Communicating Well As a Groupby Siobhan Soraghan
Accelerating group capability
Trust, along with shared cultural assumptions, is the strongest glue binding people together in groups!
Dialogue requires participants to reveal their vulnerabilities and uncertainties around issues, so a sense of safety and trust is essential and therefore needs to be built in the group. This is what happens over time in moving through the four stages described in Dialogue and the group journey.
To accelerate this safety-building, it is helpful at the outset to openly share some constructive assumptions that can be adopted collectively and to agree to some helpful attitudes and simple protocols. Investing in this foundation pays dividends: it enables situations (such as those below) to be addressed with greater maturity and rigour than would normally be the case, so giving any organisation using dialogue an edge over their competitors.
The following ground rules can help build trust more consciously and rapidly, accelerating the journey through the four phases, thus increasing the pace at which the group evolves. Each participant can be invited to
- Accept that your understanding of the topic/issue is incomplete
- Be curious – want to enrich your own map/model/understanding
- Say only what is true for you
- Speak only on what you know about
- Validate each person’s contribution – accept that in their world their views make complete sense
- Make clear links between previous speakers and what you are about to say
- Make your thinking transparent – share the assumptions you have made and the facts upon which you are basing your input
- Be honest if you don’t understand someone – and seek understanding until you get it
- Allow everyone the opportunity to contribute
- Contribute, even if you feel afraid to
- Avoid saying ‘no’ (negative and absolute)
- Avoid saying ‘but’ (makes what the other person has said wrong)
If you wish to make a man your enemy, tell him simply ‘you are wrong’. This method works every time.
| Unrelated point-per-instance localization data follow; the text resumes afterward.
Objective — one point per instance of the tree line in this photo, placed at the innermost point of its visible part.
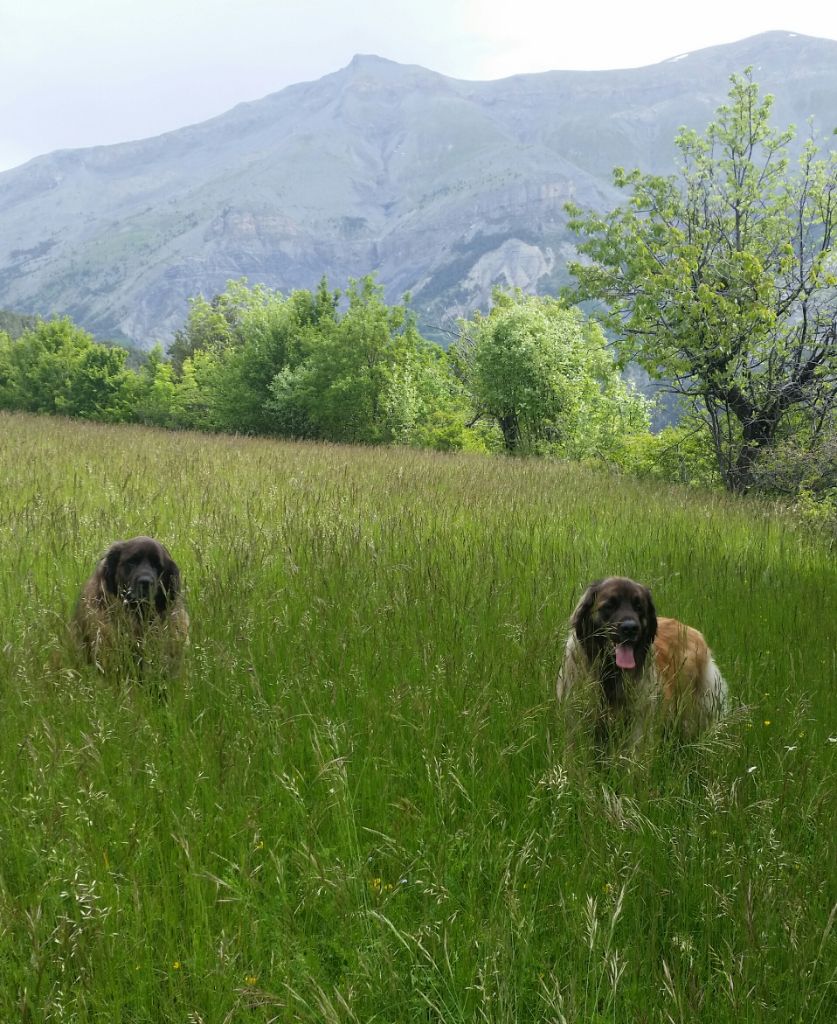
(720, 281)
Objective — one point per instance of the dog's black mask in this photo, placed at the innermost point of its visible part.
(616, 623)
(141, 573)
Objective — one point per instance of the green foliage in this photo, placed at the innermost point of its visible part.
(360, 802)
(544, 374)
(369, 377)
(56, 368)
(722, 280)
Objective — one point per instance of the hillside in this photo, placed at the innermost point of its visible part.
(442, 186)
(360, 801)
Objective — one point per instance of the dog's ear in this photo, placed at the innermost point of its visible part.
(169, 583)
(651, 615)
(109, 564)
(581, 621)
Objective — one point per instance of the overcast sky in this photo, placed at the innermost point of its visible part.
(76, 73)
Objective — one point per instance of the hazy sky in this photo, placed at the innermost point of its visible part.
(77, 73)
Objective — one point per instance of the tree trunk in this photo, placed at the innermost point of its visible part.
(511, 431)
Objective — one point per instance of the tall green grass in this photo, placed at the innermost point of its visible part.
(359, 802)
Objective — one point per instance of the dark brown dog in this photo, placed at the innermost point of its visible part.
(132, 606)
(638, 662)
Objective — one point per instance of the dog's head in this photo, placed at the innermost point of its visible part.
(616, 623)
(141, 573)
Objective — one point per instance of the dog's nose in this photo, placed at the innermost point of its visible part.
(143, 585)
(628, 629)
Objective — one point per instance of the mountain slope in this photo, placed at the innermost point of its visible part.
(442, 186)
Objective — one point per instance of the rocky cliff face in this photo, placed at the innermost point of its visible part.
(441, 186)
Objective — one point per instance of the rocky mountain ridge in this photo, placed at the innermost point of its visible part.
(443, 187)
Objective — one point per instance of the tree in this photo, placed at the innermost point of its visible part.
(56, 367)
(721, 280)
(367, 377)
(543, 373)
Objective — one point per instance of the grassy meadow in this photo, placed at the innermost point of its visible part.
(359, 803)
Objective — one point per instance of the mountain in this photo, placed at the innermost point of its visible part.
(442, 186)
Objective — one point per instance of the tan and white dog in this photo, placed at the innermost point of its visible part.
(637, 665)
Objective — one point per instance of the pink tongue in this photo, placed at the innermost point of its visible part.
(624, 656)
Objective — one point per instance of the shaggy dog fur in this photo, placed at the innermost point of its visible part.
(131, 607)
(637, 663)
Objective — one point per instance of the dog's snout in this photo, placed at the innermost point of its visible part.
(143, 584)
- Ask open questions as much as possible – this gives the receiver more scope to tell you their truth and requires you to put aside whatever model you have forming in your mind, which might otherwise tempt you to ask closed questions
- Choose to have respect for and interest in each person, even if their role/job/view is not something you concur with – and even if you plain just don’t like them
- Make yourself and your thinking available to the group
- Release any temptation to orchestrate the dialogue
- Balance advocacy with enquiry – spend just as much time asking questions to understand as you do making your own thinking clear to others
- Have an intention to collaborate
- Have a genuine interest in and concern for both yourself and for others
- Be honest – and presume that others are being so
- Be OK with feeling vulnerable when your thoughts/ideas/contributions are challenged
- Expect unanticipated consequences (if that’s not a contradiction!)
- Expect it to take time – and make the time.
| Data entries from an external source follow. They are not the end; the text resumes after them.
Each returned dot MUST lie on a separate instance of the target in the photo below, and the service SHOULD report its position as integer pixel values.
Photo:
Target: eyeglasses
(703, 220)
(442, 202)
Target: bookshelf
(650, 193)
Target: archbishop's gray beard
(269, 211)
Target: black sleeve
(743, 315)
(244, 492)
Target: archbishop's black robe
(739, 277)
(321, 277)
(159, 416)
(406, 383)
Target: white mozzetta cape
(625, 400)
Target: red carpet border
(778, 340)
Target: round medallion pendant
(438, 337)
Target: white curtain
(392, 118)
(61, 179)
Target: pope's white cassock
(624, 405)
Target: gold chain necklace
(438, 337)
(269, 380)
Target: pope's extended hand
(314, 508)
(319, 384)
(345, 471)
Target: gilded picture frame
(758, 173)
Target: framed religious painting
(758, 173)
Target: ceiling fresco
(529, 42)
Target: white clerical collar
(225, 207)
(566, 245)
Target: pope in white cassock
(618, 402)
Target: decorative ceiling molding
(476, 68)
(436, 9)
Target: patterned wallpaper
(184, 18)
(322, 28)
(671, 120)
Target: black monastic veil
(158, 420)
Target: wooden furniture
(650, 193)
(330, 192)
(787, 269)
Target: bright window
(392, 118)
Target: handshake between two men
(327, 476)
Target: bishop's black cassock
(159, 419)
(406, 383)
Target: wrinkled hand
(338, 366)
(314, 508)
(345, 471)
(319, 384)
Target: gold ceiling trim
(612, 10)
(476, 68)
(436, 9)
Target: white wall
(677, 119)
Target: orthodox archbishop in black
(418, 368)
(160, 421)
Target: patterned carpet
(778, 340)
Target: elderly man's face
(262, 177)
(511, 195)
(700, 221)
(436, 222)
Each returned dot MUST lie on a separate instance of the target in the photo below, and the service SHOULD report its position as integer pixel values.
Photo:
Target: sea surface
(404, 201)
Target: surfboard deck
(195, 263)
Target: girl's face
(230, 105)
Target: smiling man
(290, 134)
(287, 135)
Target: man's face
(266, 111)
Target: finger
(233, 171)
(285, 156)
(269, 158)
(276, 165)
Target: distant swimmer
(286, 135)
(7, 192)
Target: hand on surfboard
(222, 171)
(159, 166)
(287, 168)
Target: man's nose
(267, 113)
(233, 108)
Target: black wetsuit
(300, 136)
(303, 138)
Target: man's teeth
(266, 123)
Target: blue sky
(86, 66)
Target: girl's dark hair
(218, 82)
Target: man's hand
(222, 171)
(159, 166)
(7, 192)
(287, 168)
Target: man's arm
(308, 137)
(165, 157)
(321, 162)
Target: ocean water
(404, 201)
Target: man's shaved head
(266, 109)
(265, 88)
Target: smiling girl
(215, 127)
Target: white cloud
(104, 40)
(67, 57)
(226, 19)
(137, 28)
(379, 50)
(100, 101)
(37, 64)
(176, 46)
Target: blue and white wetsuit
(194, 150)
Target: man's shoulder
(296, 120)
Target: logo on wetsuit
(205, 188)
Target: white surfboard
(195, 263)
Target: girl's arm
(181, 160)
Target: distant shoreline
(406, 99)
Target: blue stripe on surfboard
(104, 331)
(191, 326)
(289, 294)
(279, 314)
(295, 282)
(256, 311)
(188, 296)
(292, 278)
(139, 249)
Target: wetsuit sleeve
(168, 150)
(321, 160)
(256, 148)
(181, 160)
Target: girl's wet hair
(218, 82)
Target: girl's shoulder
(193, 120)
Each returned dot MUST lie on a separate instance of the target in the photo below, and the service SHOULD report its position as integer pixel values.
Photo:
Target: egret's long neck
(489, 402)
When the group is only meeting once for just a few sessions, it is unlikely to have the time to progress organically through the evolution of the four phases described in Dialogue and the group journey. In such cases, the techniques suggested below in conjunction with the ground rules can help in creating the discipline for suspension, deeper listening and full participation.
Everyone agrees to allow at least 30 seconds before responding to what has just been said. This gives people time to reflect and digest what has been said in more depth than normal. Listening improves, and with it the quality of response that is made.
A simple way of ensuring that everyone has their say, one at a time, is to use the American Indian approach of passing a talking stick. Whoever has the stick is allowed to talk – no-one else. And when the person who was speaking has finished, they can either pass it to someone else or place it in the centre, allowing anyone else to lift it. This slows down the pace and should enable everyone to have the opportunity to speak, should they so wish. It also means that the person with the stick can talk as long as they like. It is worth allowing this. The unpredictable nature of everyone’s contribution, both in duration and in content, is a feature of dialogue.
A facilitator who understands dialogue in depth (the phases and characteristics as expressed in the ground rules above, for example) can observe and offer valuable feedback to the group on their process and on the nature of the contributions, and so raise a group to a higher level of awareness. This awareness- building is part of the team maturation that carries it through the 4 stages. Furthermore, they can model the behaviours conducive to dialogue. Then, once a group has reached an effective level of dialogue capability, they can ease out of the process.